Nonprofit puts student art on T-shirts, funds schools

February 1, 2013
By

(Courtesy Photo) Rightside Shirts co-founder Dylan Enright at the Edison K-8 School.

Uninspired by the corporate world, two young Jamaica Plain residents have started Rightside Shirts, a nonprofit that raises money for art programs in public schools.

Rightside goes to a school and has all the students draw any design they want. Rightside picks the best ones, places them on T-shirts and sells them to raise money for that particular school’s art program. The company has been to the John Fitzgerald Kennedy and Mendell elementary schools in JP.

“This is something that we are both so passionate about,” said co-founder Jeff White.

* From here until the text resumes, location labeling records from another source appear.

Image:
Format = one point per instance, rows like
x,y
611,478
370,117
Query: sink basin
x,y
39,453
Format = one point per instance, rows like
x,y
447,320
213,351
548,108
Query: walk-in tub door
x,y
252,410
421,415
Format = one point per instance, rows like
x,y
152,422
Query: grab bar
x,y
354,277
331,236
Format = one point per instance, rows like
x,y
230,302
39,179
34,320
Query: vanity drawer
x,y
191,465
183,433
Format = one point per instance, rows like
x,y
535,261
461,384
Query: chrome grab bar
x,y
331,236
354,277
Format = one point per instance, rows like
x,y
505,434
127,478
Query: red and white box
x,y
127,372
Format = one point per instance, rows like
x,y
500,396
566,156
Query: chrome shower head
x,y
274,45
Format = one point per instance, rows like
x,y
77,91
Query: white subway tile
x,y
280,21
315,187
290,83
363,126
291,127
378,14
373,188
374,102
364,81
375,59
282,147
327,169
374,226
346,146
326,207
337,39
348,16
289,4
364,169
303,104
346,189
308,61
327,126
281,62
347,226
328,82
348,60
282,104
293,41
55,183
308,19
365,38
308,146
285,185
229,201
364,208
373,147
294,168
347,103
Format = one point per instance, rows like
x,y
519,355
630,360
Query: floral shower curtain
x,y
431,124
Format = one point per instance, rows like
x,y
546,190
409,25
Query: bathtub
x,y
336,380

White and co-founder Dylan Enright were both seniors at Boston College last spring when the concept of Rightside Shirts began forming.

White said Rightside evolved from two ideas. One idea stems from an expressionist art class at BC that talked about how some artists channel child-like energy in their work. White said the class made him realize that kids’ artwork is “really special” and attention needs to be paid to it.

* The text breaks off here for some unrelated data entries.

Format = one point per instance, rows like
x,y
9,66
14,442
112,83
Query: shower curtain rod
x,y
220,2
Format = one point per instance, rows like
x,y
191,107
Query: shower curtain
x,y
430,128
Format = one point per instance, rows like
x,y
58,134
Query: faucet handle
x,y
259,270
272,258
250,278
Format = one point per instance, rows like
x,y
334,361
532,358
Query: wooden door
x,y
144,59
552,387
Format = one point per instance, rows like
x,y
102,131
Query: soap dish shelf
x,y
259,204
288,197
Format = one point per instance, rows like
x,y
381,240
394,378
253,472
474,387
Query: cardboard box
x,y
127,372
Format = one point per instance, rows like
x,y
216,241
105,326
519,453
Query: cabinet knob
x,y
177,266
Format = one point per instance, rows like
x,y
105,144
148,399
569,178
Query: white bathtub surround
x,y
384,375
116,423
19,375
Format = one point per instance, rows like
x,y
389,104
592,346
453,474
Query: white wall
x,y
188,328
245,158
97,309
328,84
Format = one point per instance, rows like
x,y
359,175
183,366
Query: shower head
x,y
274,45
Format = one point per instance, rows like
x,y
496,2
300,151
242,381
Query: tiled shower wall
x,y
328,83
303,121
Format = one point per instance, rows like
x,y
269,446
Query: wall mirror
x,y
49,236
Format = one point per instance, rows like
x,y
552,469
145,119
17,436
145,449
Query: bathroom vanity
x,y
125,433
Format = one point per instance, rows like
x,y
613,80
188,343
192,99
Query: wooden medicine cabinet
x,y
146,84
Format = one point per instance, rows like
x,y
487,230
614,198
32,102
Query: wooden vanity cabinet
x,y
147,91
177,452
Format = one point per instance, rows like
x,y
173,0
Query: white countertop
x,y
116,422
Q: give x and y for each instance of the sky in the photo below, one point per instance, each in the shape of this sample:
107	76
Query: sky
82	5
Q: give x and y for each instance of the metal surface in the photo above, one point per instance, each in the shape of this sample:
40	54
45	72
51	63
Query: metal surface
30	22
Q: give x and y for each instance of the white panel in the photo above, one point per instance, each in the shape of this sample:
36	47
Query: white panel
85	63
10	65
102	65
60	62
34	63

The second idea came from a lecture by Ted Robinson on “TED Talks,” where he discussed how schools kill creativity by underfunding arts programs, while placing an emphasis on math and science. “TED Talks” are global conferences shown online where people give lectures about ideas worth spreading.

“Those two ideas came together,” White said in the creation of Rightside.

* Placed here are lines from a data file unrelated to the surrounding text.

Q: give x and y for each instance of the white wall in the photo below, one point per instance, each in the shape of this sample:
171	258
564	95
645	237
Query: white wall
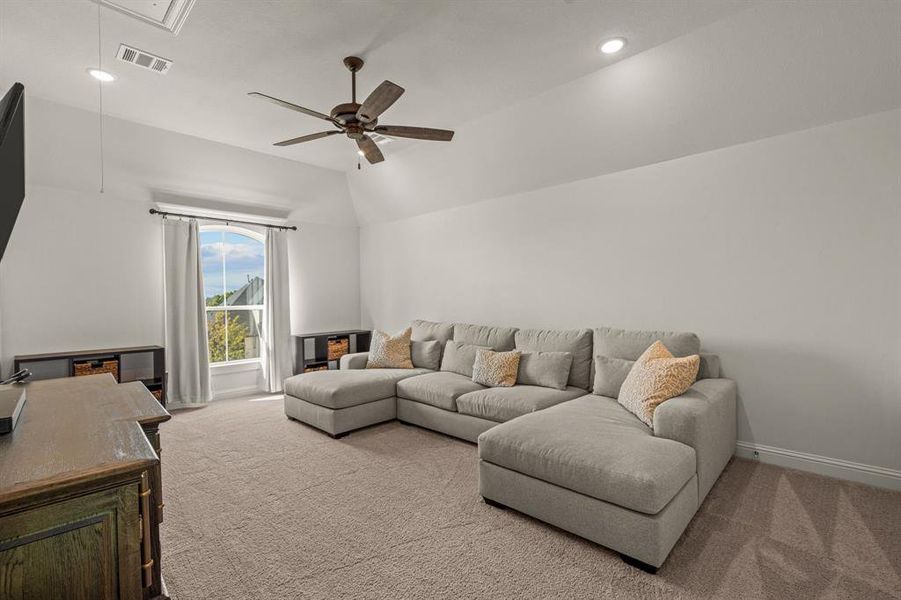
781	254
83	269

Last spring, the two co-founders were given the OK to implement their idea at the Edison K-8 School in Brighton, which Enright had been involved with through the Big Brother program. They handed every one of 800 students at the school a piece of paper and told them to draw whatever they wanted.

White and Enright eventually picked two designs from a fourth-grader and kindergartener. They printed out 72 T-shirts, which they sold on campus at a BC arts festival and to friends. The shirts sold out in two days.

“It was an idea we liked,” White said of Rightside, “but that confirmed that it could work.”

White and Enright had jobs offers to become an investment banker and a consultant, respectively, but after going on a road trip across the country during the summer, they decided to focus full-time on Rightside.

“It was something we really believed in,” said White.

Rightside recently expanded to seven schools and has plans to reach out to 20 more schools in and around the city. White said they want to expand to other cities, but will wait until they have overseen their first “big expansion.” Rightside focuses on elementary schools, but White said they do some K-8 schools also.

White said the reaction from parents and children has been “great” and said the students have felt “really empowered” because they have freedom with their drawing.

White gave the following anecdote to illustrate his point: One design picked from the Edison School was of a duck. The drawing appears on the shirt as a yellow duck quaking and is signed by the artist, Calvin. White said Calvin began signing his name as “The Duck” after his design was picked.